Additionally, a pour-over will may:

  • Guardianship: Appoint a guardian and conservator for minor children, providing for their care and financial matters if necessary.
  • Estate Administration: Appoint a personal representative to handle probate estate administration issues. This becomes relevant if any of your assets were not transferred to the trust during your lifetime.
  • Final Wishes: State your preferences regarding burial or cremation, ensuring your wishes are known and followed.

In summary, a pour-over will acts as a safety net, ensuring that any remaining assets not held in the trust are appropriately directed according to your estate plan, while also addressing important matters like guardianship and personal representative appointments.

 Durable Power of Attorney

A durable power of attorney for finances empowers you to appoint an individual to handle your assets and make legal decisions on your behalf in the event of your incapacity.
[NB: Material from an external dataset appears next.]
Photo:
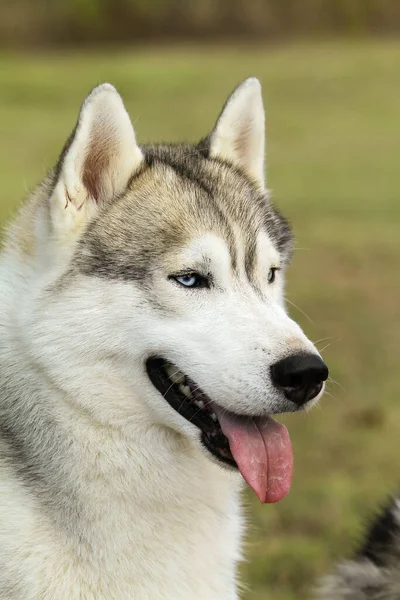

This proactive measure helps you avoid the potential drawbacks of a guardianship or conservatorship proceeding, including significant costs, public exposure, and delays. By granting someone the authority through a durable power of attorney, you ensure a smoother and more efficient management of your financial affairs during times of incapacity, without the need for court intervention.

 Health Care Power of Attorney and Living Will

A durable power of attorney for health care allows you to designate an agent who will make health care decisions on your behalf if you become incapacitated and are unable to make those decisions for yourself. This document ensures that your medical preferences are upheld even when you are unable to communicate them.

A living will outlines your preferences regarding medical treatments in specific situations, especially in cases of incurable or terminal conditions. It serves as an expression of your intentions regarding the medical interventions you do or do not want if you are facing end-of-life scenarios. Together, these documents provide a comprehensive framework for guiding medical decisions that align with your wishes when you are unable to voice them yourself. 

HIPAA Release

HIPAA introduced stringent rules to protect the privacy of medical records. While these regulations are crucial for safeguarding personal health information, they can pose challenges for individuals designated as agents under your estate planning documents when they need access to your medical records.

To address this, a HIPAA release is a specific authorization that you can provide to your designated agents. This release grants them permission to access your health care information without encountering delays or obstacles imposed by HIPAA regulations. By having a HIPAA release in place, you ensure that your designated agents have the necessary authority to obtain and review your medical records, facilitating informed decision-making regarding your health care when you are unable to do so yourself.